From the time I was in 4th grade, I got used to being in the back of the line on the way to class picture day.  It would always be my head peeking out from behind the daintier masses, you see. And, of course, as my body lengthened, so did my feet.  When I was in middle school I secretly shopped for shoes from a catalogue of "big sizes" for size 10 hooves like mine.  On the plus side, I never needed to have my skirts or pants hemmed, but on the other hand I did look ready to go wading in a shallow pond at any moment.

When I left Pawcatuck for Columbia University, I thought for sure I would feel more at ease with my surroundings, more able to be myself in this anonymity of New York City, in a tower filled with ivy and ambition and actual skyscrapers.  In many ways I did feel more at home there-- but the dating scene reminded me once again of just how far my head was above sea level.  I would go out in 3 inch heels, look around me at the tops of the as-yet-unbalding heads of the world's next crop of investment bankers and lawyers, and sigh with resignation.

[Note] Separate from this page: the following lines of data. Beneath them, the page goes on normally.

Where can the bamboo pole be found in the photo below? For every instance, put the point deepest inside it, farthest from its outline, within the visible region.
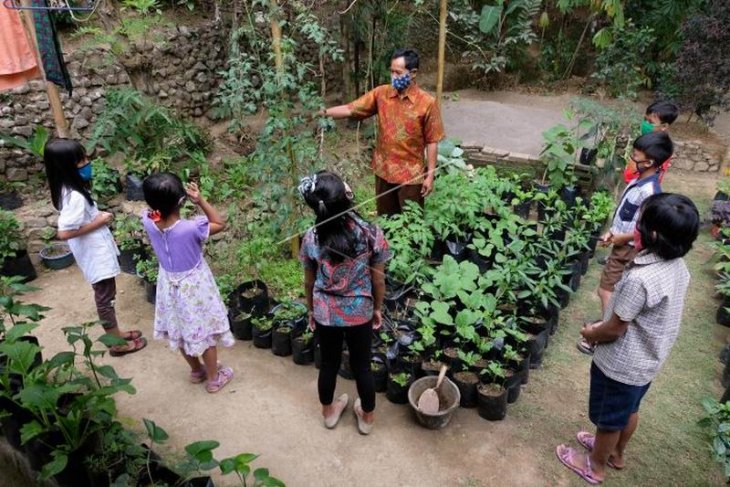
(442, 52)
(54, 99)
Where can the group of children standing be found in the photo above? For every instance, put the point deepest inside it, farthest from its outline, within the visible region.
(642, 287)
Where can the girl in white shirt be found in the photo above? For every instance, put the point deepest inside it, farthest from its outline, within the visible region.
(86, 229)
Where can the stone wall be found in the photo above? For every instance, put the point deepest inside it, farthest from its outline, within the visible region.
(180, 72)
(693, 155)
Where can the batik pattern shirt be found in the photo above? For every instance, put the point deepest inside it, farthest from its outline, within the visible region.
(343, 291)
(407, 123)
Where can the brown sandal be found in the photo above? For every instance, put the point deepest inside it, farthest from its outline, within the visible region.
(137, 344)
(132, 335)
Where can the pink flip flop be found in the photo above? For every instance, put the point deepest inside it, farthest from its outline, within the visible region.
(566, 455)
(587, 440)
(225, 374)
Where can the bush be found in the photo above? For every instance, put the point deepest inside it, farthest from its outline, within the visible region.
(623, 66)
(703, 62)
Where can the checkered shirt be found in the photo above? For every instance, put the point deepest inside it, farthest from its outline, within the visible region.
(650, 297)
(627, 212)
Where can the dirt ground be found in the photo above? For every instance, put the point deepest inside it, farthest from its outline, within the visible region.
(271, 406)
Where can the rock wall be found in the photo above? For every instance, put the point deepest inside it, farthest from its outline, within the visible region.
(693, 155)
(180, 72)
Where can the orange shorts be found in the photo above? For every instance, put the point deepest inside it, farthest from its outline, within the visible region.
(614, 268)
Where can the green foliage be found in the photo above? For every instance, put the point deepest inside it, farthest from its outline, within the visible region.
(718, 423)
(35, 144)
(498, 35)
(622, 64)
(150, 136)
(559, 155)
(703, 62)
(105, 183)
(148, 268)
(11, 239)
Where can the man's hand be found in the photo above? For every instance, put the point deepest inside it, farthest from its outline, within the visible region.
(105, 217)
(377, 319)
(606, 239)
(427, 186)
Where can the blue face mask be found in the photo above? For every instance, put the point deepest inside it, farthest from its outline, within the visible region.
(85, 172)
(402, 82)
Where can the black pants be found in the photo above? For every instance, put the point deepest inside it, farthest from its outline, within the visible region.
(359, 340)
(104, 294)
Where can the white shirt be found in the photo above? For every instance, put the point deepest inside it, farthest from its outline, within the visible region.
(96, 252)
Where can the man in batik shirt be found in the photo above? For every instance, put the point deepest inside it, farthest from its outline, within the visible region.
(409, 125)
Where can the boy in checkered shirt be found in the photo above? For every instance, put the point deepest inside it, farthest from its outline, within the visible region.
(639, 327)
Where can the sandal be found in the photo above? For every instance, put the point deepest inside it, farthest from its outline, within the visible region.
(566, 455)
(331, 422)
(200, 375)
(362, 426)
(132, 335)
(136, 345)
(587, 441)
(225, 374)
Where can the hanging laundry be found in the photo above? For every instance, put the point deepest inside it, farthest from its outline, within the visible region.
(50, 47)
(17, 60)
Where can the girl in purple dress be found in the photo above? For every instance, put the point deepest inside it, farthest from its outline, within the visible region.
(189, 312)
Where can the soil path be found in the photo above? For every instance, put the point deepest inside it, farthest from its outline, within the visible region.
(501, 119)
(271, 407)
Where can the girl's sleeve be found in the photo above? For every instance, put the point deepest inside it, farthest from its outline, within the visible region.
(72, 212)
(202, 228)
(381, 252)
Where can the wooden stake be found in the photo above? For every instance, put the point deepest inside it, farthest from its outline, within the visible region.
(442, 52)
(54, 99)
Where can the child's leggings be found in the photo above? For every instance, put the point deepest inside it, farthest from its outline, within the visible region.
(358, 339)
(104, 293)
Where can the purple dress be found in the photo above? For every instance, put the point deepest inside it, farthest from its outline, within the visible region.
(189, 312)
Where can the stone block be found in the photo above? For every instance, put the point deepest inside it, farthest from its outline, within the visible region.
(25, 131)
(35, 222)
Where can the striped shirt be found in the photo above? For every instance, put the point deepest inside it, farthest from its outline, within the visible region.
(650, 297)
(627, 212)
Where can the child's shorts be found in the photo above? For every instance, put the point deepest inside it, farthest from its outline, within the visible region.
(610, 403)
(614, 268)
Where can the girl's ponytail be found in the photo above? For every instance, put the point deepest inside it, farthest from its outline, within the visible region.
(61, 158)
(326, 195)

And then go back to the dorm to dye my hair red.  (At least ONE of my fantasies was going to come true, dadnabit!)

In the years that followed, I discovered that nature was kind in the long run.  As I grew older, people got taller around me.  That is, 5'10" wasn't as tall in 2005 as it was in 1990... and I could buy shoes in regular stores, too!  Skirts actually came down to my knee.  I met women taller than I was.  I won't say that I ever felt dainty, per se, but I certainly felt like one of the girls again.

Cut to: Portugal, 2011.

Average height of a fully grown female: 5'2".

Biggest size available in any shoe store: 9.

Number of times I have elbowed an old lady in the face while waiting for the bus, because her face was at waist level and I just didn't see her: 2.

Chance of finding a pair of pants that is cut to fit my legs: 1.2%


Do you suppose that by 2020 I will feel like a girl again?  By 2030, I may even be dainty?